Ofcom “cannot and should not regulate the culture wars,” Michael Grade, the new Chair of the UK broadcasting regulator, has said.
Grade, a broadcasting veteran who has overseen BBC One, ITV and Channel 4 across a 50-year career, said Ofcom’s focus will be on allowing important debates to be conducted in an open-minded fashion.
“When important debates cross the line and are conducted with prejudice or a tone bordering on hateful, we all lose something,” Grade told RTS London. “When debate instead with respect and an open mind, we bring people together and and find answers that move us forward. I have found that tone is everything.”
Pressed on his comments, Grade said he was mainly discussing “interview style,” citing when Conservative leadership hopeful Rishi Sunak was asked whether he was “slick and rich” during his campaign.
Grade, who became Chair last year following a lengthy and controversial appointments process and is a Conservative Life Peer, stressed that the regulator “cannot and should not regulate the culture wars.”

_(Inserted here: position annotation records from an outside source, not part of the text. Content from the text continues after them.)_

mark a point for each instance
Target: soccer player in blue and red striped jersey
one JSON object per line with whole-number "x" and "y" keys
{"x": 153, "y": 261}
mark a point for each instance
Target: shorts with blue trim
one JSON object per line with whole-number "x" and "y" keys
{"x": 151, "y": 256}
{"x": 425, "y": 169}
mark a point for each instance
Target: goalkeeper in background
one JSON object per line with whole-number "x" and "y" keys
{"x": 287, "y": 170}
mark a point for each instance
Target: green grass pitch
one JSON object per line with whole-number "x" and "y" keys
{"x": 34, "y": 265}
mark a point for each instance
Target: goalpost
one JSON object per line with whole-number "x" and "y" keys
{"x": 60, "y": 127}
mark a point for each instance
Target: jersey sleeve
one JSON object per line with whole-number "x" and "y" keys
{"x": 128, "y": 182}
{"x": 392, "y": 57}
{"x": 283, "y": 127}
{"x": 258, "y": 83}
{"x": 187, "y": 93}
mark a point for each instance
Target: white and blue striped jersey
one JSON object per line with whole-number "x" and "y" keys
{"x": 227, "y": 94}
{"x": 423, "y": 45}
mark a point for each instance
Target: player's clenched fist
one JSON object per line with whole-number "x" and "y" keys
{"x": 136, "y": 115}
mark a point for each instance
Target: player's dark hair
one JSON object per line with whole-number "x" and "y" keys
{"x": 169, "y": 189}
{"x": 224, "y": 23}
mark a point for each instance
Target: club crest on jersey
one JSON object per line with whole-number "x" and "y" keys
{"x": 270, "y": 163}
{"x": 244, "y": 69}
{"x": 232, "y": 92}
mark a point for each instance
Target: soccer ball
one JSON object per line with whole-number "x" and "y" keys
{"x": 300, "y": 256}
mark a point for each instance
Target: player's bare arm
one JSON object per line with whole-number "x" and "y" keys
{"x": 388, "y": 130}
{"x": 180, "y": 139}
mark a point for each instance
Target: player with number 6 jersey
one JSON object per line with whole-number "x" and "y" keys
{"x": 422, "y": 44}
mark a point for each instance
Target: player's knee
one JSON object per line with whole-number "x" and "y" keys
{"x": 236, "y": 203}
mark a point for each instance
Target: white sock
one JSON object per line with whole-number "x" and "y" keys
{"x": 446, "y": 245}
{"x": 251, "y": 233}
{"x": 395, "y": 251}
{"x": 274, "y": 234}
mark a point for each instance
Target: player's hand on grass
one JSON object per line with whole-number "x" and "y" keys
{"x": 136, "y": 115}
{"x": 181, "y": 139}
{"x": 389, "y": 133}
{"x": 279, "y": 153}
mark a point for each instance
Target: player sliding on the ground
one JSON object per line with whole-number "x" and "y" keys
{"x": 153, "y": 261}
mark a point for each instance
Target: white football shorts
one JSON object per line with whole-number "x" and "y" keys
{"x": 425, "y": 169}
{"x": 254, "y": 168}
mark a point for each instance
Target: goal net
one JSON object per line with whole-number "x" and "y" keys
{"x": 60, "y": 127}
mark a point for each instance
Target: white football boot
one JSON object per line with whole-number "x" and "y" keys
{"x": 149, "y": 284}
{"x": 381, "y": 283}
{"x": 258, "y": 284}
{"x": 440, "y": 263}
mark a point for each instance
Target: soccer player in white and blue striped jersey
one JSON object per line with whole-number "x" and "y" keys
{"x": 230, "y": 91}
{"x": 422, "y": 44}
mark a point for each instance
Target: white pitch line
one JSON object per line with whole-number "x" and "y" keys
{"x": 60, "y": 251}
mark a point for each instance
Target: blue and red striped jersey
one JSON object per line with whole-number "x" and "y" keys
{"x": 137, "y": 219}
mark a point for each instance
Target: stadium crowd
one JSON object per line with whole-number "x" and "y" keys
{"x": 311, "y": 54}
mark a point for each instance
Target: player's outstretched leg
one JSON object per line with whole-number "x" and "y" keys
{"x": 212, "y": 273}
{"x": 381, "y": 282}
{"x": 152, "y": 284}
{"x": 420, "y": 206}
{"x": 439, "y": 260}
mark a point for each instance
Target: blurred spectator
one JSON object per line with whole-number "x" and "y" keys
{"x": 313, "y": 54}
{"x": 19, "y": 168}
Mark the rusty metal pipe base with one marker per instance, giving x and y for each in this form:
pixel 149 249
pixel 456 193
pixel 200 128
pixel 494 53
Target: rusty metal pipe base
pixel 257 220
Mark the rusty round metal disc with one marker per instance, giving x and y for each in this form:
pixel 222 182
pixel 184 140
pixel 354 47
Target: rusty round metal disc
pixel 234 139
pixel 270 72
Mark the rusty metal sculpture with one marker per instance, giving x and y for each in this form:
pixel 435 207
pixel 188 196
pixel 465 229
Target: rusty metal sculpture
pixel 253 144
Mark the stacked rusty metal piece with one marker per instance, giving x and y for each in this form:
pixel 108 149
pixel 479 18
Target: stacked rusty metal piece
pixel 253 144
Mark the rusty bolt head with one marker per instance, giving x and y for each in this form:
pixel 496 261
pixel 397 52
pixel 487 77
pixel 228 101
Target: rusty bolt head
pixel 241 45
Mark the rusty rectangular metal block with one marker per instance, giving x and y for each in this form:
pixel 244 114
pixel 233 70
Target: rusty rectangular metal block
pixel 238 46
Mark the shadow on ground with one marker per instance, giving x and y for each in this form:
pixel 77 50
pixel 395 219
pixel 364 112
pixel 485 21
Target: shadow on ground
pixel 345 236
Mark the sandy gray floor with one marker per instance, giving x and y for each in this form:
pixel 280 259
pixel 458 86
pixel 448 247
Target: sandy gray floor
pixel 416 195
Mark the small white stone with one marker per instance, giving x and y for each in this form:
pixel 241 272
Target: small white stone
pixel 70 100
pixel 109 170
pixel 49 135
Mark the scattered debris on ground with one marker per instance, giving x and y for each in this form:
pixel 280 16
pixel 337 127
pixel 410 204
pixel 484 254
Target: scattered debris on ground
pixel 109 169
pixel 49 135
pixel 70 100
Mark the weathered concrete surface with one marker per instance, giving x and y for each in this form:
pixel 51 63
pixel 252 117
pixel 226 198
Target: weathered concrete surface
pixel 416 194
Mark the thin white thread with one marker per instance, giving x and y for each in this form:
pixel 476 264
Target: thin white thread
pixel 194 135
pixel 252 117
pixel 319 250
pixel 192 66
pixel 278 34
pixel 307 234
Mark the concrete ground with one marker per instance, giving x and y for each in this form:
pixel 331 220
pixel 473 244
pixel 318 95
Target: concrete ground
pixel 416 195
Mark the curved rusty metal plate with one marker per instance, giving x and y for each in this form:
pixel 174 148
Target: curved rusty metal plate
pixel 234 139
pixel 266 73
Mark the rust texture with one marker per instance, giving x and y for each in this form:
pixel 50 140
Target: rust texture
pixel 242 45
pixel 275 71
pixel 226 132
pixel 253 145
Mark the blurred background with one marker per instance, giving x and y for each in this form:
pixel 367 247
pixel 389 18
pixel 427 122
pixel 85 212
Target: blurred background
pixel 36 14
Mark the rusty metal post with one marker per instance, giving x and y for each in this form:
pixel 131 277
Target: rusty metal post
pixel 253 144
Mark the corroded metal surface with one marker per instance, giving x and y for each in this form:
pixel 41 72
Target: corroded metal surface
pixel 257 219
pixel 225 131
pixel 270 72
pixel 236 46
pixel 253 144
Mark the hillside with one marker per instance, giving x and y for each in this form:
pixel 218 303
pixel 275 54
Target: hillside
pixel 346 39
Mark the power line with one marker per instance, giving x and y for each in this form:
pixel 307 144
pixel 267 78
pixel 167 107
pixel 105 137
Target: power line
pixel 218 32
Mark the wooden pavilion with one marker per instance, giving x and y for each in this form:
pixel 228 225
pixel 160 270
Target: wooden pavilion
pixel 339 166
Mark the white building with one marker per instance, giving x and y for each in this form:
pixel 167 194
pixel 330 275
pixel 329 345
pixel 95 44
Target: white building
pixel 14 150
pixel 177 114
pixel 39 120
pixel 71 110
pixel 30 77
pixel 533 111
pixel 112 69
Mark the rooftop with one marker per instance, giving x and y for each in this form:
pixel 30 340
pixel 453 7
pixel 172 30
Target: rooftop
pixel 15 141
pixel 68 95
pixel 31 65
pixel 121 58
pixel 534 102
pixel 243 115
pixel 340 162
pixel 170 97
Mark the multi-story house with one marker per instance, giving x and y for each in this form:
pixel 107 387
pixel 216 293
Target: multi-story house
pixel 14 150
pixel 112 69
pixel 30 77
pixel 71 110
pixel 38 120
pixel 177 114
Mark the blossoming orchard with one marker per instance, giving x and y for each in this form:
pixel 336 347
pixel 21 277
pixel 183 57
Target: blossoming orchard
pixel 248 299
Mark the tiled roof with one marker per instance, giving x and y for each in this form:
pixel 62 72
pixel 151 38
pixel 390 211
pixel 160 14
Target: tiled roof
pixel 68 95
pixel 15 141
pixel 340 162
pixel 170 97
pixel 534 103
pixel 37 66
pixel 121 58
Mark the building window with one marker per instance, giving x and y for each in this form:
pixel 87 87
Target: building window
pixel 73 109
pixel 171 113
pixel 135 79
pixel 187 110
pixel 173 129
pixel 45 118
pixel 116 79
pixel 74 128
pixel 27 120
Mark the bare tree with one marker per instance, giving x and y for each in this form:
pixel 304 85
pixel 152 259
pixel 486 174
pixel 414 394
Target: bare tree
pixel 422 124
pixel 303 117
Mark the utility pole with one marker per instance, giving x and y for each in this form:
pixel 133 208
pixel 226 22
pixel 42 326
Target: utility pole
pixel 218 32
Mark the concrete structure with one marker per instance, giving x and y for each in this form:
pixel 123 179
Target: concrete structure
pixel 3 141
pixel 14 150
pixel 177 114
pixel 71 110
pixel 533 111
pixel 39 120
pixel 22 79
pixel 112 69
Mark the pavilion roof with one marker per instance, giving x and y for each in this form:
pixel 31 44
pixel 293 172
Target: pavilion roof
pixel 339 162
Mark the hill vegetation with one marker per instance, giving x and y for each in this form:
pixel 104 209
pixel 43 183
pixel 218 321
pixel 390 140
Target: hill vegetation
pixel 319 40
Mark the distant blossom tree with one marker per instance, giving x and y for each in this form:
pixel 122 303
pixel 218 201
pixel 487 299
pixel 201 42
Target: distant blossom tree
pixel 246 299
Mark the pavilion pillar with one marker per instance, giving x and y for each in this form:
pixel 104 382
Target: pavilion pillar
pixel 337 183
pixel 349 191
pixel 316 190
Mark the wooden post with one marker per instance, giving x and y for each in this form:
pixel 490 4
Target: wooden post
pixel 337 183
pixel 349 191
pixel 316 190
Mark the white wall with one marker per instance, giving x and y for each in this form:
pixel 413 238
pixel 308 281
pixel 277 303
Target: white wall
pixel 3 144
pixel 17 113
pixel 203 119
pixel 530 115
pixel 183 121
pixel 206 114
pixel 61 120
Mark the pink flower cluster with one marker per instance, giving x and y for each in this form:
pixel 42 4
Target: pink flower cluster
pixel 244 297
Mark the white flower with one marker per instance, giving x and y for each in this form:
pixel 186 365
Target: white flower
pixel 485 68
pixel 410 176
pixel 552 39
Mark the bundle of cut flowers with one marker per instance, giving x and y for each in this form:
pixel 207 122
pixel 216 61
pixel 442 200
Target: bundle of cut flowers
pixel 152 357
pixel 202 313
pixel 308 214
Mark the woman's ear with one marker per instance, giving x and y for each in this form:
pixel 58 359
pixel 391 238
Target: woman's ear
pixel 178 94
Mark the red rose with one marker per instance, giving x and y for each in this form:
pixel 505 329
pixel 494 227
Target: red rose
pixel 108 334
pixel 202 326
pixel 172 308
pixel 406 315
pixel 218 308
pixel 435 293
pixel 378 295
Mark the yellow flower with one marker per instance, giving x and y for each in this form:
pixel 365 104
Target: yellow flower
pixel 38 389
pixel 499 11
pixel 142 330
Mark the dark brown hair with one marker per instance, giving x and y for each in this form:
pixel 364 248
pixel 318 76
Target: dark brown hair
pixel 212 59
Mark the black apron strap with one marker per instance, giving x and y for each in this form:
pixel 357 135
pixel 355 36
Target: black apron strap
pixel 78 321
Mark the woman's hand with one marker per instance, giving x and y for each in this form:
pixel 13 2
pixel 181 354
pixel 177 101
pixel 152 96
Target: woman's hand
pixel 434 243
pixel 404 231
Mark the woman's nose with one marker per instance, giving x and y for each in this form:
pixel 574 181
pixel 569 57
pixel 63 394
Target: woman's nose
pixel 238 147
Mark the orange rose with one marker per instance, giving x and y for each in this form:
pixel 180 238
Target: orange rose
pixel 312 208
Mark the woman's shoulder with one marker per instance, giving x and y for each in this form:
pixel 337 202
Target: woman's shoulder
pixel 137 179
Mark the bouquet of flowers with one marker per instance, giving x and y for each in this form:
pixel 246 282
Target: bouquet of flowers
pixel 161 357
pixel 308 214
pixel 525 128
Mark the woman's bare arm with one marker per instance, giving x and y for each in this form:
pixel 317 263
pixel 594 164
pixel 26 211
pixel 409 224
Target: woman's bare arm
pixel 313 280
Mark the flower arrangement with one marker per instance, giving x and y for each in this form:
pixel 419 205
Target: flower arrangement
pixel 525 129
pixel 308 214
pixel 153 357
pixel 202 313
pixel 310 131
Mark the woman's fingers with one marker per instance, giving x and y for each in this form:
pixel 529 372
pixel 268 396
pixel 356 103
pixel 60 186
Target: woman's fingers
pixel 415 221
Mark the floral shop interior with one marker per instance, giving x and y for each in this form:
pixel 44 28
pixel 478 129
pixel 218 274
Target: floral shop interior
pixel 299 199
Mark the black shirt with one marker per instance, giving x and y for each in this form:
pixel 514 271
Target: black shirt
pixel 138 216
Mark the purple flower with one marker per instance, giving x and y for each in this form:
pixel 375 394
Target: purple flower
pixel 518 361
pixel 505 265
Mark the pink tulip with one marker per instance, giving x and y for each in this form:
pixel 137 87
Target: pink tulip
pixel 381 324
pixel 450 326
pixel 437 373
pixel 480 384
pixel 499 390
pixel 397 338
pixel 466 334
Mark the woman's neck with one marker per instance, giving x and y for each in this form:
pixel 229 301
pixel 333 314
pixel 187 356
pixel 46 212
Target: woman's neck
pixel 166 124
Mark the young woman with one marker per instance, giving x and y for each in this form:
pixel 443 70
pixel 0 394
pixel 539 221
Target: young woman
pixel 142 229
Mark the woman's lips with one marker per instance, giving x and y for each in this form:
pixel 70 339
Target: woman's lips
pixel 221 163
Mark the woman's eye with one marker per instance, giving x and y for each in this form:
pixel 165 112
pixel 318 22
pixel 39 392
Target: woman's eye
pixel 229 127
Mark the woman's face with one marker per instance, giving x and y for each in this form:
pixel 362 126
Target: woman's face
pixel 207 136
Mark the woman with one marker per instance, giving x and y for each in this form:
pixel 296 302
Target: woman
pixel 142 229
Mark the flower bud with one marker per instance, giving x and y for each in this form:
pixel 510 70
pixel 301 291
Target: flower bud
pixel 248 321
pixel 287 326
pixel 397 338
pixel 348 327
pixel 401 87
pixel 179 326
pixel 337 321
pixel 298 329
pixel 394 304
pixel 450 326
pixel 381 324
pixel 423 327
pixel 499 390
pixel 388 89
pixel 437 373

He pointed out that only 29 shows were found in breach of the Ofcom Code last year, a tiny proportion of the 11,000 complaints it received. “We didn’t intervene in legitimate debate,” he added.
“This is about tone and language,” he went on to say. “Some of the great interviewers don’t have to overstate or use aggressive language. We need to understand and test, and get the tone right.”
Grade was speaking as Ofcom prepares to receive new powers to regulate the streaming services in the UK.
He praised the UK’s Public Service Broadcasters for “being able to do things others cannot, a place where culture meets commerce.”
In the past, he has made clear he backs the controversial sale of Channel 4 in the past and was rumored to be leading a consortium to buy the network prior to taking the Ofcom role.